Cross-posted by Forbes.com at On the Docket.
Opponents of a certain type of patent litigation settlement suffered yet another courtroom setback today when the U.S. Supreme Court decided not to review a U.S. Court of Appeals for the Second Circuit decision, In re: Ciprofloxacin Hydrochrolide Antitrust Litigation. The Petitioners asked the Court to review whether federal antitrust laws prohibit the settlement of patent litigation between a branded drug maker and a generic drug company which include a financial incentive for the generic company to hold off marketing its product for a time period. Numerous Legal Pulse blog posts have focused on such so-called “pay-for-delay” or “reverse payment” settlements and antitrust litigation challenging them, including the Cipro case. The Federal Trade Commission (FTC), state attorneys general, “consumer” groups, and some in Congress have crusaded for the prohibition of these settlements for several years. Key Members have introduced legislation aimed at the settlements, and even the President’s budget proposal includes providing FTC with the authority to prohibit them among its health care costs-savings ideas.
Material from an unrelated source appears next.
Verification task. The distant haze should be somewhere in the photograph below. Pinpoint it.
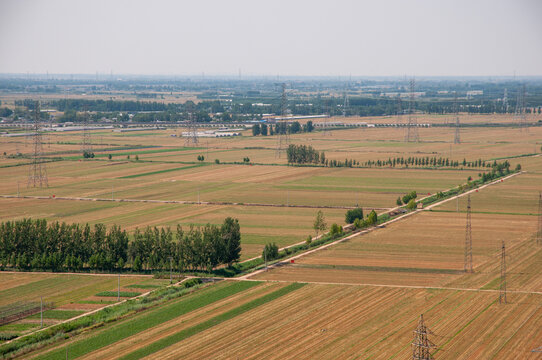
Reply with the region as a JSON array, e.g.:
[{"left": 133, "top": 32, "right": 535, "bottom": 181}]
[{"left": 0, "top": 0, "right": 542, "bottom": 76}]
Reverse payment settlement opponents had placed a great deal of emphasis on the Cipro case as a cure-all solution. FTC had filed an amicus brief urging the entire Second Circuit to rehear a three-judge panel’s decision ruling for the settling drug companies. A number of consumer activist groups and 32 state attorneys general filed briefs imploring the Supreme Court to grant review. The Cipro petitioners claimed there was a split of opinion on the legality of these settlements.
In the end, though, it was all for naught. Though numerous cases alleging antitrust violations will continue in the lower federal courts, one can fairly say that the debate over “pay-for-delay” settlements’ legality is mostly over. The High Court’s cert denial is not binding precedent, but defendants in these cases have one more appeals court precedent to which they can cite, one which survived motions to rehear en banc and a cert petition to the Supreme Court. The FTC, plaintiffs’ lawyers, and activists will continue to press their case on Capitol Hill. How much less persuasive their argument is today, after the Court’s cert denial, is uncertain, but if well-reasoned judicial decisions count for anything in Congress, we’d say quite a bit less.